I’ve known people to lose their jobs, their friends, even their marriages over the pursuit of striped bass. It’s that dead serious of a fishery along the East Coast, especially during the magic “Spring Run” months of April through July when the migratory movement of bass heads back northward.
Just when and where the bass show up for the best fishing opportunity is driven by the presence of baitfish and water temperatures as spearing, bunker, mullet, sand eels and rainfish are on the move. This means sharpies need to use those species as their predominant choices for live baits, while stripers gravitate to optimal water temperatures ranging from 58 to 64 degrees. Here’s a quick look at when and where to land 20 to 50 pound caliber bass on the Spring Run:
April—Chesapeake Bay, Maryland
The Chessy is where the mother lode of stripers winter over, and when spring breaks, spots up inside the bay like the Susquehanna Flats or the legendary stretch of the Chesapeake Bay Bridge Tunnel (CBBT) are hot and heavy with linesiders. Chunk herring with 9/0 circle hooks up inside the flats for a true 50-pound trophy, or bounce a 2-ounce bucktail around the CBBT to get crushed by a cow. Always check regulations for the Chesapeake’s waters as seasons differ between Maryland and Virginia waters.
The golden sands of Island Beach State Park and rock-strewn Jetty Country off Asbury Park’s legendary shores highlight the Garden State’s top surfcasting spots, especially when large schools of adult bunker hug the coast. Pack the surf bag with 3-ounce pencil poppers, bunker snags and Daiwa SP Minnows for surf success.
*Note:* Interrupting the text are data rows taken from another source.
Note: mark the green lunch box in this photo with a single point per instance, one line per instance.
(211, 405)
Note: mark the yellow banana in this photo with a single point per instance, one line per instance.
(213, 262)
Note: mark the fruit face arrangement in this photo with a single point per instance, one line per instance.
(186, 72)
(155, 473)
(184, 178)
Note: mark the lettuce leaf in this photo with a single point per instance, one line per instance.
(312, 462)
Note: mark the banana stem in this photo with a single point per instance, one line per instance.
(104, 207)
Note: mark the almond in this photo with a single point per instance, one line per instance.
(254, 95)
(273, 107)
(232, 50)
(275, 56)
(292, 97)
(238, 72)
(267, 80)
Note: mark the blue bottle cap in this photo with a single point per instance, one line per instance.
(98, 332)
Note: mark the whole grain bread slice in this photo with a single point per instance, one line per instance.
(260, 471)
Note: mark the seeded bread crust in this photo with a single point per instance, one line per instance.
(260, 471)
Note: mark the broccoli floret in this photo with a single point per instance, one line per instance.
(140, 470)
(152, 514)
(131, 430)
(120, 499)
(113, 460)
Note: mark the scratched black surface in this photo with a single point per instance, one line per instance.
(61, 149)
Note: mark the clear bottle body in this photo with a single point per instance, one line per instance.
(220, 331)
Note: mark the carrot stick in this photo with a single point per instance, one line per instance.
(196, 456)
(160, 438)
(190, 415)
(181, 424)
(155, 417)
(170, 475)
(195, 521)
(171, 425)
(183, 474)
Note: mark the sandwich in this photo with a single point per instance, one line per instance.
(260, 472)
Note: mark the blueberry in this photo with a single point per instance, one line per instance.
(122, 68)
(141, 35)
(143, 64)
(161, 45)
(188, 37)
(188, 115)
Boaters will employ snag-n-drop tactics on live bunker schools outside the Manasquan and Barnegat Inlets, troll chartreuse and white shad bar rigs anywhere from Sandy Hook to Cape May, and drift with live eels on the infamous Cape May Rips inside of Delaware Bay. “The full moon tide on May 21st and the new moon tide on June 5th should really usher in some big bass,” says Captain Brian Keating of the Killer Bea. “Watch those high tides matched with offshore westerly winds bring the fish close to shore.”
June/July—Montauk, New York
The iconic Montauk Point Lighthouse is ground zero—the once in a lifetime, must-do pilgrimage for striped bass aficionados. Surfcasters hit Turtle cove on the south side of the lighthouse or False Bar on the north side. Montauk staples in surfcasting lures include 8-inch wooden darters and metal-lipped swimmers, 3-ounce bucktails tipped with pork rind, and the ol’ school Needlefish plug to work during the dark hours. Striper Legend “Crazy” Alberto Knie sums up the Montauk spring run strategy best – “You don’t want to miss Montauk. Be prepared to fish around the clock, 24/7, because the fish won’t wait for you to finish breakfast first.”